Frequently Asked Questions - FAQ

What is a voice assistant?

A voice assistant is composed of 5 parts.

Wake-up Word (WuW)
Mainly used for Cloud recognition, the WuW allow a device to listen continously a microphone without sending data online nor wasting CPU calculation.
A good WuW is composed of at least 3 syllables, cut on consonants and based on non common words.
As an extra, it should sound like the same in every language you want to adress and you can use it as branding for your product.
Speech to Text (STT)
This module transcribe audio frequencies from voice to text. There is 2 family of STT that can be resumed as:
- FreeSpeech: This system can transcribe a large vocabulary that need to be analysed by a NLP module.
- Grammar based: This system will only transcribe the vocabulary it was setup for.
Natural Language Understanding (NLU)
Natural-language understanding (NLU) is the comprehension by computers of the structure and meaning of human language (e.g., English, Spanish, Japanese), allowing users to interact with the computer using natural sentences.
Artificial Intelligence (AI)
This one is a melting pot of features in charges of executing the request of the user by calling API, editing database or anything else.
Voice Synthesis
As a result for a voice command, a feedback should be given to the user. It can be a synthetized voice generate by a text to speech module.

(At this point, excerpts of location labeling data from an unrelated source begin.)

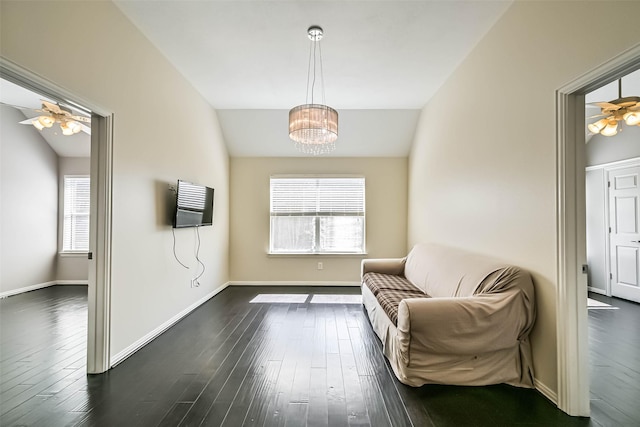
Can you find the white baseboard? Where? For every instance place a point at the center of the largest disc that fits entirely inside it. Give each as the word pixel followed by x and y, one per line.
pixel 596 290
pixel 121 356
pixel 291 283
pixel 27 289
pixel 546 391
pixel 41 286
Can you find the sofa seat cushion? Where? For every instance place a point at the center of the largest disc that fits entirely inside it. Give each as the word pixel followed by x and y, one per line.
pixel 389 290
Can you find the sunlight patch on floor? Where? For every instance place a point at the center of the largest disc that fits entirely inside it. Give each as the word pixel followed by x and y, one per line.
pixel 280 298
pixel 336 299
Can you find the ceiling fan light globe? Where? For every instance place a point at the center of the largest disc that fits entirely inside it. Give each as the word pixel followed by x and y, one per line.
pixel 610 130
pixel 36 123
pixel 632 118
pixel 74 126
pixel 46 121
pixel 596 127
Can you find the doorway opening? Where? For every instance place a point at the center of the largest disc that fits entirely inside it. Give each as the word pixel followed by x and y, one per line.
pixel 100 173
pixel 571 308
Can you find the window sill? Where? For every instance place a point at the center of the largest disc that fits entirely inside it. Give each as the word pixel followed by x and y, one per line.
pixel 322 255
pixel 73 254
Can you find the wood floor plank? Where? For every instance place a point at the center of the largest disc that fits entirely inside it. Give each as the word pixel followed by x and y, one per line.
pixel 231 362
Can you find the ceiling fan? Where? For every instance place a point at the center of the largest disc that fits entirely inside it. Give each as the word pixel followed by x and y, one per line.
pixel 54 113
pixel 615 112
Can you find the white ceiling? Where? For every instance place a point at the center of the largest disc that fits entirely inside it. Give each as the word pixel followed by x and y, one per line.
pixel 77 145
pixel 382 61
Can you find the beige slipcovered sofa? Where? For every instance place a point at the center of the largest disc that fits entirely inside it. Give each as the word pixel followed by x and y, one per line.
pixel 447 316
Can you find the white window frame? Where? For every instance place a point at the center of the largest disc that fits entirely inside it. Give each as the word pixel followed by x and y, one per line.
pixel 317 214
pixel 65 213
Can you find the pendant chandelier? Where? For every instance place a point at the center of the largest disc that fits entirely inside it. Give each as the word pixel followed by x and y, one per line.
pixel 314 127
pixel 616 112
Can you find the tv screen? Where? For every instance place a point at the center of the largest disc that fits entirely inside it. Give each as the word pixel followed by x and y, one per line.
pixel 194 205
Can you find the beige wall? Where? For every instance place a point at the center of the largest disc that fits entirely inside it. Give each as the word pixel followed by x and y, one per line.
pixel 29 207
pixel 72 268
pixel 112 65
pixel 482 168
pixel 386 213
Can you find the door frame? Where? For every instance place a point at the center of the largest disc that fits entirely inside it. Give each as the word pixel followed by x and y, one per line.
pixel 571 309
pixel 612 167
pixel 99 293
pixel 606 168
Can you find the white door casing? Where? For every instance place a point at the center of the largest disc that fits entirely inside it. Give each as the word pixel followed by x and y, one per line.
pixel 624 232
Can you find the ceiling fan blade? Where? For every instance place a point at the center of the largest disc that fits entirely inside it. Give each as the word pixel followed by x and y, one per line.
pixel 17 106
pixel 46 105
pixel 81 119
pixel 607 106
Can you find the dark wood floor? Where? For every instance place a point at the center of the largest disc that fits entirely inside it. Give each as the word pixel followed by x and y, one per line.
pixel 235 363
pixel 614 354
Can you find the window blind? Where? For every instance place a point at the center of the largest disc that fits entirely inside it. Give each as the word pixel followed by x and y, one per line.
pixel 317 215
pixel 76 214
pixel 317 196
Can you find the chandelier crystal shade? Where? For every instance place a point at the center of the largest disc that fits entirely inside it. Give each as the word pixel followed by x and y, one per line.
pixel 314 127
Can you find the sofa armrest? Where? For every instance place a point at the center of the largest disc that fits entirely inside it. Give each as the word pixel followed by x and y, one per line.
pixel 469 325
pixel 382 265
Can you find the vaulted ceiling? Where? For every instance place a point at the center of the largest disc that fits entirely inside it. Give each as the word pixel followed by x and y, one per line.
pixel 383 60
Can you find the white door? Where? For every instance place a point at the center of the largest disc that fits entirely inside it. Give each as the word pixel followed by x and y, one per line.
pixel 624 220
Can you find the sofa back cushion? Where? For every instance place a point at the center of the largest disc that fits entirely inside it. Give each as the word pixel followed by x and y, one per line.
pixel 441 271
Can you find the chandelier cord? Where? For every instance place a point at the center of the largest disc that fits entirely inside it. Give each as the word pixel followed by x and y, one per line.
pixel 321 74
pixel 306 99
pixel 619 88
pixel 313 85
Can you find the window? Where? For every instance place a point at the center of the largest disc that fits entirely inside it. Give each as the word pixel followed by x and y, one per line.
pixel 319 215
pixel 75 229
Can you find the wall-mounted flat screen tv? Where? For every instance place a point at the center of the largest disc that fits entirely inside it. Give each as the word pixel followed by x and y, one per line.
pixel 194 205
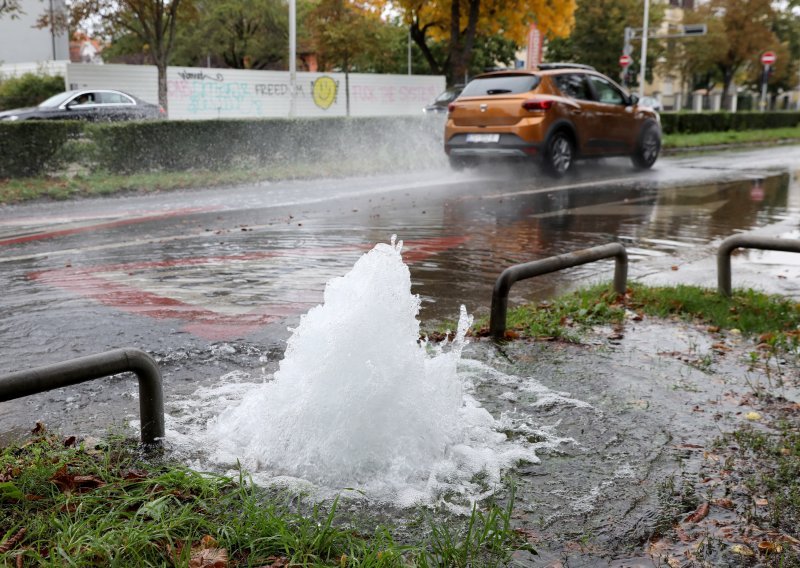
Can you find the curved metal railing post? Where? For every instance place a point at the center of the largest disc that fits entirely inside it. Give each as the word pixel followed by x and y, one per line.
pixel 82 369
pixel 746 241
pixel 497 317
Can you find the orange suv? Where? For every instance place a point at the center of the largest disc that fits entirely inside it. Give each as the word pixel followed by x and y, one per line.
pixel 556 114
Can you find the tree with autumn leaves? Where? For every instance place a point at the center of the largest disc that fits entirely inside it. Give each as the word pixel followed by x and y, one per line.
pixel 459 23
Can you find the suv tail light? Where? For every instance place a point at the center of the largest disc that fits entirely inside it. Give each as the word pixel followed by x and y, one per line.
pixel 537 104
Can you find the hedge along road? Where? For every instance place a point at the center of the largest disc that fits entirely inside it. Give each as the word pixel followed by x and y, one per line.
pixel 209 281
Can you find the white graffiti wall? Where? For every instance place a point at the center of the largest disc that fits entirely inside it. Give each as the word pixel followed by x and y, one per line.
pixel 202 93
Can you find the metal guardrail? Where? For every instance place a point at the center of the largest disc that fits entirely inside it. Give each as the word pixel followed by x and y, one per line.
pixel 746 241
pixel 82 369
pixel 497 317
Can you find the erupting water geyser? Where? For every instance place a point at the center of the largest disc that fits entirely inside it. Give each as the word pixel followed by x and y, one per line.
pixel 359 401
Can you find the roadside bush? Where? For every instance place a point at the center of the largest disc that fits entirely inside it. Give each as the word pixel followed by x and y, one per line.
pixel 691 123
pixel 30 148
pixel 28 90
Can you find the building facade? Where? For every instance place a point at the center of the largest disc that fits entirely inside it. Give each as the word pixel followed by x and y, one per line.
pixel 22 41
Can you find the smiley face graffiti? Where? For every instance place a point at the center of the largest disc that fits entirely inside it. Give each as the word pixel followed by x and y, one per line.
pixel 324 92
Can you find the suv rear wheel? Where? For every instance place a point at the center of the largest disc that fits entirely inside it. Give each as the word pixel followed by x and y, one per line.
pixel 648 147
pixel 559 154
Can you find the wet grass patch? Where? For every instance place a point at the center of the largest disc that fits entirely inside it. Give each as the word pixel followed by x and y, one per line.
pixel 731 137
pixel 774 320
pixel 63 502
pixel 745 499
pixel 99 183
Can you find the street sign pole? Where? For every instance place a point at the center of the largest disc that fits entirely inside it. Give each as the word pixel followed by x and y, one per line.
pixel 643 59
pixel 292 58
pixel 768 59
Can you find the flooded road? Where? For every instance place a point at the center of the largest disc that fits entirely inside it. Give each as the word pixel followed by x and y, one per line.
pixel 210 282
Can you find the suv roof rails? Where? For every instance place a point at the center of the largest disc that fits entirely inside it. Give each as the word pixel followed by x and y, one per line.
pixel 549 66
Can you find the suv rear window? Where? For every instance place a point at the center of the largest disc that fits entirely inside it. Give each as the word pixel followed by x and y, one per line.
pixel 500 85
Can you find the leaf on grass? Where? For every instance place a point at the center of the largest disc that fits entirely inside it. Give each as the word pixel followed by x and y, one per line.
pixel 699 514
pixel 13 541
pixel 742 550
pixel 768 546
pixel 208 558
pixel 10 492
pixel 69 483
pixel 276 562
pixel 134 475
pixel 724 502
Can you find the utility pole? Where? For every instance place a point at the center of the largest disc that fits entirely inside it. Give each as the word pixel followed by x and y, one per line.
pixel 684 31
pixel 292 57
pixel 409 52
pixel 644 46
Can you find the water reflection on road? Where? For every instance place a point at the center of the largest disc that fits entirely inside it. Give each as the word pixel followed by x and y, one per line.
pixel 209 281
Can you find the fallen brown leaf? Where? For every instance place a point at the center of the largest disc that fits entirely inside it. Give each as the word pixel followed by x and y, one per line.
pixel 209 558
pixel 699 514
pixel 68 482
pixel 725 503
pixel 13 541
pixel 767 546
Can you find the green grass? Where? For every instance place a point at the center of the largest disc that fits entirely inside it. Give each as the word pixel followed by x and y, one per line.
pixel 700 139
pixel 95 184
pixel 65 186
pixel 63 504
pixel 774 319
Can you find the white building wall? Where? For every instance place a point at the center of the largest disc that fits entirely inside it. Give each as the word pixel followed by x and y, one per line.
pixel 21 41
pixel 196 93
pixel 138 80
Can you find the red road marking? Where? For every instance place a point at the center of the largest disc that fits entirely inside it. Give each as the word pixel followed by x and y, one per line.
pixel 202 321
pixel 99 226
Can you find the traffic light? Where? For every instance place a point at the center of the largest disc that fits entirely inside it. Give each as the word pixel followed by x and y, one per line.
pixel 694 29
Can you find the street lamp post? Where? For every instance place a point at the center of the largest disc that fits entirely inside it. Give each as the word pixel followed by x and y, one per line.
pixel 644 46
pixel 292 57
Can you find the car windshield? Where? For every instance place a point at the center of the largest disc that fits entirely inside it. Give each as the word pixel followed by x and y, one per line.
pixel 56 100
pixel 500 85
pixel 447 96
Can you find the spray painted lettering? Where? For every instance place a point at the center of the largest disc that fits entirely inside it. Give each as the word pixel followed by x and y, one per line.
pixel 199 76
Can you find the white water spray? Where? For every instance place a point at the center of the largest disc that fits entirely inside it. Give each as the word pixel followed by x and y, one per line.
pixel 359 401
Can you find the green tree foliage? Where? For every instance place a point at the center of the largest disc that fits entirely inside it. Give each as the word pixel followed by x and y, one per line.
pixel 599 36
pixel 345 36
pixel 152 21
pixel 739 32
pixel 9 8
pixel 241 34
pixel 448 31
pixel 28 90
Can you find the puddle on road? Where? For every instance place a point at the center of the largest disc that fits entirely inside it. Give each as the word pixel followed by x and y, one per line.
pixel 646 407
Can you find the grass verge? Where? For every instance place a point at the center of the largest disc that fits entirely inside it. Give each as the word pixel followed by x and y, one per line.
pixel 775 320
pixel 731 137
pixel 96 184
pixel 743 506
pixel 63 503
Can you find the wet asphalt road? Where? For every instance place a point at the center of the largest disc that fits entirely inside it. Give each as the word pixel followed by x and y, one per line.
pixel 209 281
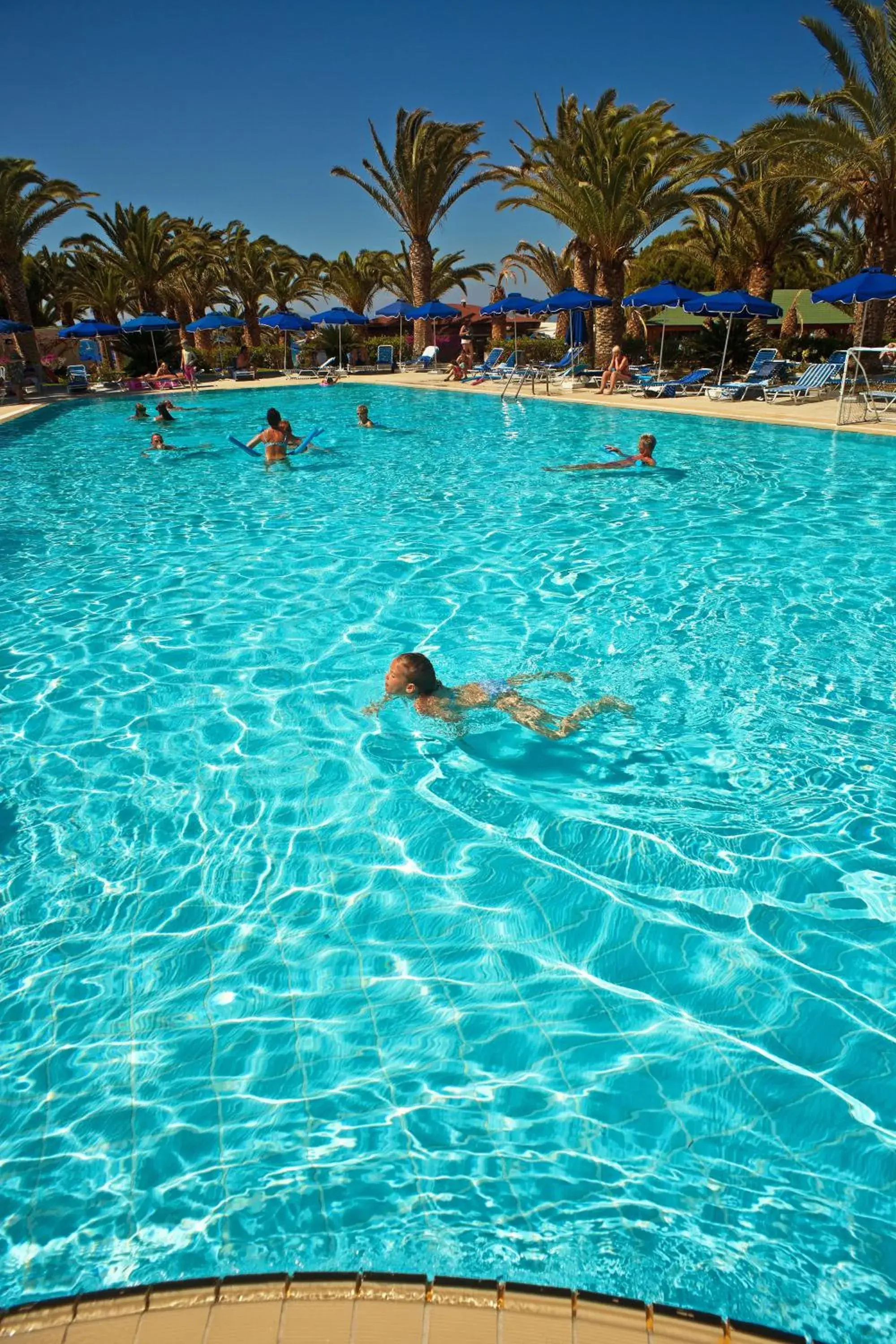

How complex is an integration in an already existing C/C++ application?

Several samples are available. You can choose the one corresponding to your usecase (ASR, TTS, ASR+TTS,...) and build it to discover how to use our SDK.
These samples are pretty easy to understand and the integration in an already existing project should not be a problem.
We rely on Conan to fetch the dependencies and CMake to build. All of our samples contain the required files to do it.

Does your system can alter/customize voices (pitch, speed, distortion, etc.)?

We support Speech Synthesis Markup Language (SSML) tagging to customize the flow of the speech with any voices.

Does your system make use of any markup languages such as SSML?

Yes, our voice synthesis technology supports the Speech Synthesis Markup Language (SSML) which allows a standard way to control aspects of speech such as pronunciation, volume, pitch, rate, etc. across different voices.
You can check this page Speech Synthesis Markup Language (SSML) for the list of supported markups.

Is it possible to use multiple languages in voice synthesis technology for example a mix between German and English?

You have two ways to use multi-languages using the voice synthesis technology:

Choosing a multi-language voice which supports both german and english i.e Anna-ml or Petra-ml and use the SSML markup lang to select the language of your choice.
XML
```
English, <lang xml:lang="de">Deutsch</lang>, English.
```
Switch between voices when you want to say a word in different language using the voice SSML markup.
XML
```
English, <voice xml:lang="de">Deutsch</voice>, English
```

You can check SDK specifics for Voice Synthesis page for more details about the supported features by each SDK.

Would it be possible to pronounce certain words differently?

In case you want to pronounce a word differently you can use the sub or the phoneme SSML markup.

The sub markup is used to substitute text for the purposes of pronunciation.

XML

  <sub alias="Voice Development Kit">VDK</sub>

The phoneme markup is used to provide a phonetic pronunciation for the contained text.

XML

  <phoneme alphabet="ipa" ph="vivo͡ʊkə">Vivoka</phonem

You can check Speech Synthesis Markup Language (SSML) page for more details on how to use the sub and phoneme markups.

Can your solution run on a Raspberry Pi / Banana Pi with a Linux operating system?

Our solution can run on a Raspberry Pi. We use both Raspberry Pi 3b+ and 4 (32 and 64bits) on our side as test devices.